There are some things that I can't imagine being written in any other language aside from English-namely my favorite books, because it wouldn't be "the same" I know how messy it is to translate something and to not just get the words but to get the meaning behind the words.
It's a loaded thing to try and translate what someone else has said into another language...I just said it but I'll say it again-it's not just about the words, it's about the meaning. The cultural, personal, societal weight and meaning that words can carry has to be translated along with the physical words.
I dunno...maybe I think too much. Sometimes a cigar is just a cigar but a lot of the time, it has it's own story. (c: I think the same is true with languages, sometimes things are just what they seem...that's the stuff you learn in school "Sit in a chair." "Open the window." Whatever-but to really get into a language takes a reconditioning of the brain that anyone can do I think if they have the patience and the desire.
I don't know...the best way to do something well is to practice so I'm going to keep at it. I'm going to force my friends and family to help me fix my mistakes and to bear with me while I make a fool out of myself trying to move past the 5th grade speaking level hehe...
I can feel this process taking place in my brain sometimes I think-someday the door will burst open and I will "get it". (c:
Intention. Action. Fruition.
6 comments:
I admire your willingness to tackle Turkish! I've been there three different times and I know what you mean about the language having an entirely different cadence, intonation, everything. It's sort of like when I hear someone speaking Korean and it all sounds like arguing to me, even though I'm pretty sure it's not! I lived in Germany for four years and I took classes, etc. but the thing that accelerated my German more than anything else was having a German boyfriend and being immersed in the language at times. For a little while, it was like I could sorta kinda get by. On the other hand, when I would bring him around my American friends, I found that I had an inclination to speak English WRONG since it made it easier for him to understand ;)
Hehee...you know I catch myself doing that all the time! I say things backwards or I forget words or I find myself saying things to the kids in a way they understand because it's wrong hehe...
it's like..uhm...dammit.
I haven't taken any classes or anything, I've just been asking a lot of questions and shoving as much of the language in my brain as possible...I can basically survive. Basically. (c:
I'm the same way-- I learn by the rhythm and 'music' of the way folks talk. Bits and pieces of vocabulary, cases, etc. are added gradually, until one day (at least in theory) I don't sound like the world's largest toddler. But it all starts with the general sound of the language.

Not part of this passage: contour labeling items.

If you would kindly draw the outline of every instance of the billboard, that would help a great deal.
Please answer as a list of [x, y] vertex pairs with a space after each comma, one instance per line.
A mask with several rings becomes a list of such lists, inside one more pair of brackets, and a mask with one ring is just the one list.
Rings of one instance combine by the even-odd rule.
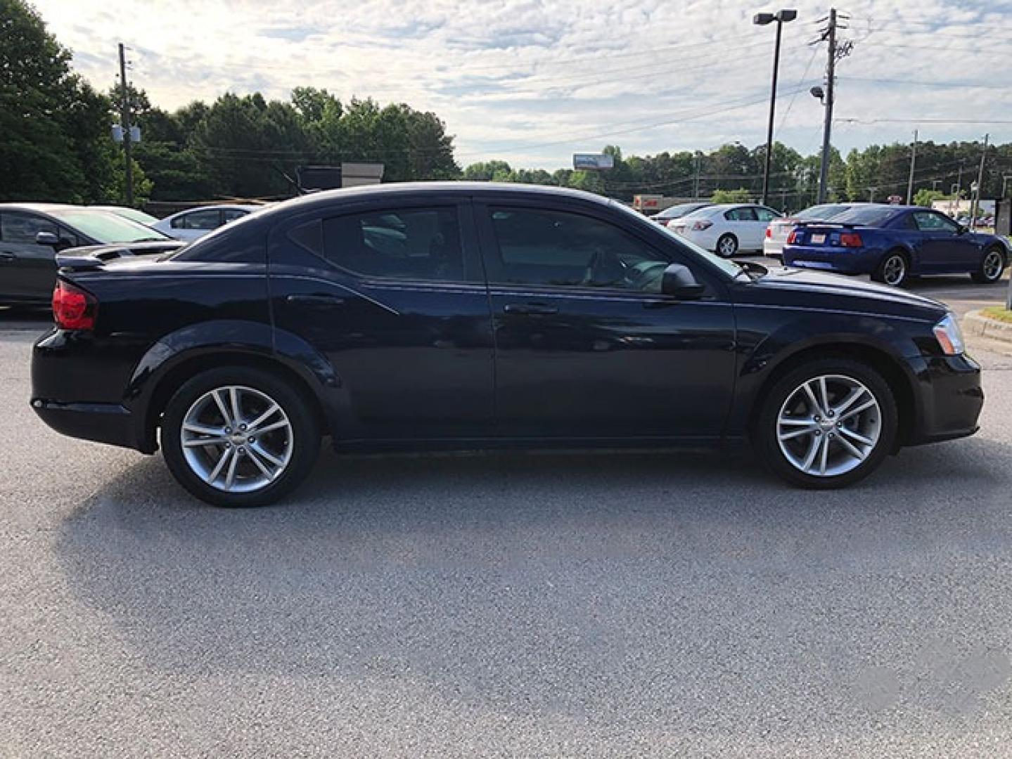
[[604, 153], [574, 153], [573, 169], [576, 171], [601, 171], [612, 169], [615, 160]]

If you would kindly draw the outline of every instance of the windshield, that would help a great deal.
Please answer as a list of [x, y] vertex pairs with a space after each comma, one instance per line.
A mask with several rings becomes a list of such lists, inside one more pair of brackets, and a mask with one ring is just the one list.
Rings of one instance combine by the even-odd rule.
[[[692, 251], [692, 253], [694, 253], [695, 255], [697, 255], [699, 258], [703, 259], [707, 264], [710, 264], [711, 266], [716, 267], [718, 269], [720, 269], [721, 271], [723, 271], [728, 276], [730, 276], [730, 277], [736, 277], [736, 276], [738, 276], [741, 273], [742, 269], [741, 269], [740, 266], [738, 266], [738, 264], [735, 264], [734, 262], [728, 261], [726, 259], [722, 259], [716, 254], [710, 253], [709, 251], [706, 251], [706, 250], [700, 248], [699, 246], [697, 246], [694, 243], [686, 240], [685, 238], [683, 238], [683, 236], [681, 236], [679, 234], [676, 234], [675, 230], [672, 229], [671, 227], [669, 227], [669, 226], [662, 226], [661, 224], [655, 224], [655, 223], [649, 221], [646, 216], [642, 215], [641, 213], [639, 213], [637, 211], [634, 211], [627, 205], [624, 205], [624, 204], [619, 203], [619, 202], [614, 201], [614, 200], [612, 200], [611, 203], [612, 203], [613, 207], [618, 208], [623, 213], [626, 213], [629, 216], [631, 216], [632, 218], [635, 218], [637, 220], [638, 224], [649, 224], [651, 229], [654, 229], [654, 230], [660, 229], [665, 234], [670, 234], [672, 238], [674, 238], [675, 240], [678, 241], [678, 244], [680, 246], [688, 248], [690, 251]], [[691, 215], [691, 214], [688, 214], [688, 215]]]
[[896, 215], [897, 209], [889, 205], [865, 205], [851, 208], [848, 211], [833, 216], [833, 221], [840, 224], [860, 224], [861, 226], [881, 226]]
[[824, 203], [823, 205], [814, 205], [811, 208], [806, 208], [804, 211], [798, 211], [794, 214], [794, 218], [802, 221], [821, 221], [833, 218], [844, 211], [850, 210], [851, 207], [847, 203]]
[[129, 218], [93, 208], [73, 208], [52, 211], [51, 215], [76, 231], [98, 243], [141, 243], [146, 240], [171, 240], [167, 234]]

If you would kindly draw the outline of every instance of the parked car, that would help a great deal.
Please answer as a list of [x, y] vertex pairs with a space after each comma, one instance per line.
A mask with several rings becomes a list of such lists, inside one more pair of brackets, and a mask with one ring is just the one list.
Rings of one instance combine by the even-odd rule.
[[767, 224], [779, 217], [764, 205], [720, 203], [682, 216], [668, 228], [728, 259], [739, 251], [761, 251]]
[[787, 242], [790, 232], [799, 221], [823, 221], [848, 211], [860, 203], [822, 203], [806, 208], [790, 216], [774, 218], [766, 226], [766, 238], [762, 243], [762, 252], [770, 258], [783, 257], [783, 244]]
[[1003, 238], [972, 232], [930, 208], [901, 205], [863, 205], [829, 221], [802, 223], [783, 247], [787, 266], [870, 274], [890, 285], [922, 274], [957, 273], [997, 282], [1008, 257]]
[[707, 205], [713, 205], [708, 201], [700, 201], [698, 203], [677, 203], [675, 205], [668, 206], [663, 211], [655, 213], [650, 217], [651, 221], [656, 221], [662, 226], [667, 226], [673, 219], [681, 218], [693, 211], [697, 211], [700, 208], [705, 208]]
[[115, 213], [118, 216], [129, 218], [131, 221], [137, 221], [139, 224], [144, 224], [145, 226], [154, 226], [158, 223], [158, 216], [145, 213], [140, 208], [131, 208], [125, 205], [89, 205], [88, 207]]
[[226, 506], [291, 490], [322, 437], [340, 451], [751, 440], [787, 481], [836, 487], [899, 446], [972, 435], [984, 402], [941, 303], [725, 261], [576, 190], [320, 192], [169, 257], [61, 265], [34, 410], [66, 435], [160, 444], [183, 487]]
[[262, 207], [260, 205], [223, 203], [222, 205], [188, 208], [185, 211], [166, 216], [154, 223], [153, 226], [176, 240], [197, 240], [219, 226], [242, 218]]
[[150, 226], [97, 208], [0, 203], [0, 303], [49, 303], [56, 283], [57, 252], [108, 244], [150, 253], [177, 247]]

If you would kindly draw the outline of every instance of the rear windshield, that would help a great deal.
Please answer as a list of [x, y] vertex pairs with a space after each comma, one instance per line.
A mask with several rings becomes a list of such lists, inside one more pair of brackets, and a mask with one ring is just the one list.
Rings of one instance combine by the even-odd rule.
[[140, 243], [144, 240], [170, 240], [166, 234], [129, 218], [89, 208], [50, 211], [50, 214], [77, 231], [99, 243]]
[[851, 208], [838, 216], [833, 216], [833, 221], [841, 224], [860, 224], [861, 226], [881, 226], [897, 214], [896, 208], [888, 205], [869, 205]]
[[794, 214], [794, 218], [802, 219], [803, 221], [821, 221], [827, 218], [833, 218], [834, 216], [843, 213], [848, 210], [851, 206], [846, 203], [825, 203], [823, 205], [814, 205], [811, 208], [806, 208], [804, 211], [798, 211]]

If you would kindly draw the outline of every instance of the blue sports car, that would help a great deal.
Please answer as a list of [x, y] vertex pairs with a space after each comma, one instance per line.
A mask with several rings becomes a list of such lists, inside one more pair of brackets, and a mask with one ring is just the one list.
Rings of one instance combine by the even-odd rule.
[[1008, 260], [1004, 238], [972, 232], [930, 208], [872, 203], [831, 221], [802, 223], [783, 247], [784, 266], [870, 274], [889, 285], [960, 272], [982, 284], [997, 282]]

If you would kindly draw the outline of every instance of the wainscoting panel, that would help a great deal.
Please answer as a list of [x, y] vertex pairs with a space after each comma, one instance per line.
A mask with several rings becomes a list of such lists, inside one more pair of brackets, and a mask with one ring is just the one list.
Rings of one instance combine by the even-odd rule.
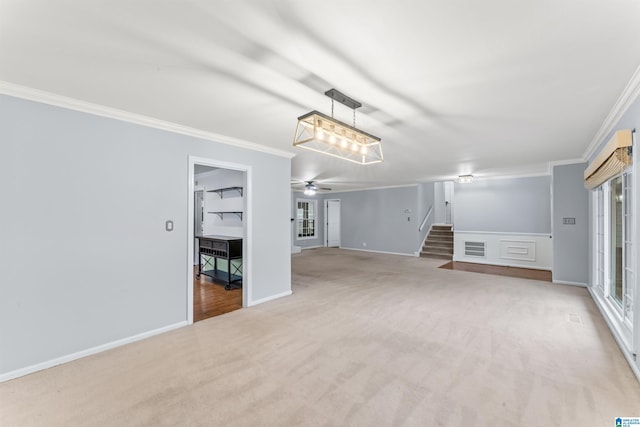
[[500, 258], [536, 262], [536, 241], [500, 240]]

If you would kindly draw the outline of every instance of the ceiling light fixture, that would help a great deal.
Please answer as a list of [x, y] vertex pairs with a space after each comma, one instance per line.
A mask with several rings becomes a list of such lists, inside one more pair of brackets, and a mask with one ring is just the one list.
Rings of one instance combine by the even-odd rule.
[[304, 195], [315, 196], [317, 191], [318, 187], [316, 187], [313, 181], [307, 181], [307, 184], [304, 186]]
[[[298, 117], [294, 147], [306, 148], [361, 165], [380, 163], [380, 138], [356, 128], [356, 108], [362, 104], [345, 94], [330, 89], [324, 93], [331, 98], [331, 117], [311, 111]], [[353, 125], [333, 118], [334, 101], [353, 110]]]

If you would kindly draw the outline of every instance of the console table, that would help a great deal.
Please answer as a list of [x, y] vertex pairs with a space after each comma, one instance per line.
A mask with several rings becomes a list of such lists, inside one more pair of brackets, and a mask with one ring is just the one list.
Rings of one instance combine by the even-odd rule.
[[[230, 236], [196, 236], [198, 239], [198, 275], [209, 276], [215, 281], [223, 282], [226, 290], [231, 289], [232, 285], [239, 284], [242, 286], [242, 262], [233, 266], [231, 260], [242, 259], [242, 239]], [[213, 258], [202, 262], [202, 256]], [[218, 270], [218, 258], [227, 260], [227, 271]], [[210, 267], [207, 269], [207, 267]], [[232, 271], [233, 270], [233, 271]]]

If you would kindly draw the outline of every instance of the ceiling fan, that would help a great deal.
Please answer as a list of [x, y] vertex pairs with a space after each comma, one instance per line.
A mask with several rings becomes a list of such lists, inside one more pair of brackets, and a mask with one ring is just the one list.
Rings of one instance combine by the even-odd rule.
[[318, 187], [315, 184], [315, 181], [304, 181], [304, 194], [306, 196], [313, 196], [314, 194], [316, 194], [318, 192], [318, 190], [320, 191], [331, 191], [330, 188], [327, 187]]

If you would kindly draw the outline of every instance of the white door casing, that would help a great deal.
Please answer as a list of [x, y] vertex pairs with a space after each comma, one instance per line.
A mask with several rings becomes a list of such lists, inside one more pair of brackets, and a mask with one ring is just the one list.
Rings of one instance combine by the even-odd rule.
[[326, 245], [328, 247], [340, 247], [340, 200], [326, 200]]

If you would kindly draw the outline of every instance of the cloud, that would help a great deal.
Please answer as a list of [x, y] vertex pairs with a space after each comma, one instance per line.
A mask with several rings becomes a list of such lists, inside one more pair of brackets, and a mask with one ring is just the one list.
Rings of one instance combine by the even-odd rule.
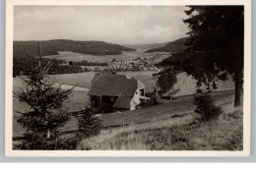
[[165, 42], [185, 36], [185, 7], [16, 6], [16, 40], [75, 39], [113, 43]]

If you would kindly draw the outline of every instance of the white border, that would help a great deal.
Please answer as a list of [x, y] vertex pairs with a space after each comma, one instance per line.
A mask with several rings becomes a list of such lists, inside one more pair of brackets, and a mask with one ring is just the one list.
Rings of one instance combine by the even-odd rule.
[[[242, 151], [13, 150], [13, 7], [14, 5], [244, 5], [244, 102]], [[6, 2], [5, 155], [15, 157], [180, 157], [250, 156], [251, 0], [8, 0]]]

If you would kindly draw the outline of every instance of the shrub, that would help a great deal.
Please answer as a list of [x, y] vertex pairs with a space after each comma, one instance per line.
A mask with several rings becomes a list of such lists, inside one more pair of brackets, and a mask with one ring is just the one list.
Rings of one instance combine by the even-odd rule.
[[197, 92], [193, 104], [196, 106], [195, 112], [200, 114], [201, 121], [217, 118], [222, 113], [221, 106], [214, 104], [209, 92]]

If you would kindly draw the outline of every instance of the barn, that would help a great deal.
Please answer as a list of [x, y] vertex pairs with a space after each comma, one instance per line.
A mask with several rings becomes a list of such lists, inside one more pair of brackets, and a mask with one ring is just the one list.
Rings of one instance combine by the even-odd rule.
[[96, 97], [102, 113], [135, 110], [145, 97], [145, 85], [127, 75], [101, 74], [88, 92]]

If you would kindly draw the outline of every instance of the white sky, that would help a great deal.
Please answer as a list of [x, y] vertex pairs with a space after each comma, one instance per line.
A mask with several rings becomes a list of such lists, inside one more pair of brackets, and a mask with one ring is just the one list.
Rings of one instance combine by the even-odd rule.
[[181, 6], [15, 6], [15, 40], [159, 43], [186, 36]]

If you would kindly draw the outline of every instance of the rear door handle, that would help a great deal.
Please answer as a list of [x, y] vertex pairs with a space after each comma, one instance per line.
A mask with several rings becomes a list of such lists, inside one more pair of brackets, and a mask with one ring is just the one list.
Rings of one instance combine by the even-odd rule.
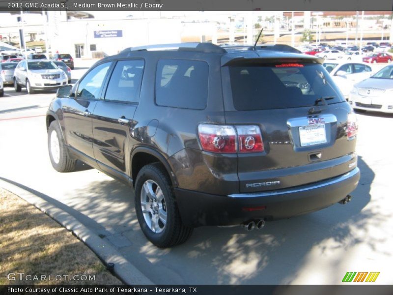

Languages *do* get easier too, the more you pick up. Not just related ones, but all language in general. It's all about plasticity of concept...
Thanks for this post. My brain so seldom does any work!
Thanks for stopping by! I agree wholeheartedly. Translated poetry is virtually pointless. The music in the words gets lost in translation, everytime. Now... if only I could read Spanish, I could seriously tackle Neruda...
steve said...
I just got done listening to a course on CD by Michael D.C. Drout on English grammar. He goes through the history of the language from proto-Indo-European (I'm still unsure how we know about it, as it was never written) through West Germanic Old English, the Scandinavian, Latin, and French influences that gave us Middle English, and the evolution into modern English. The rhythms of Old and Middle English are not anything like those of modern English. Chaucer loses a lot by being translated into modern English.
I wish you the best in your pursuit of Turkish. The central character in my Dickems Challenge novel is fluent in five languages (French, Spanish, Germsan, Urdu, and Farsi) besides English by the time she's out of high school. There are people who can do that. As for me, I'm trying to relearn Spanish through Cds. I've forgotten most of it. Ditto for French, Latin, and German.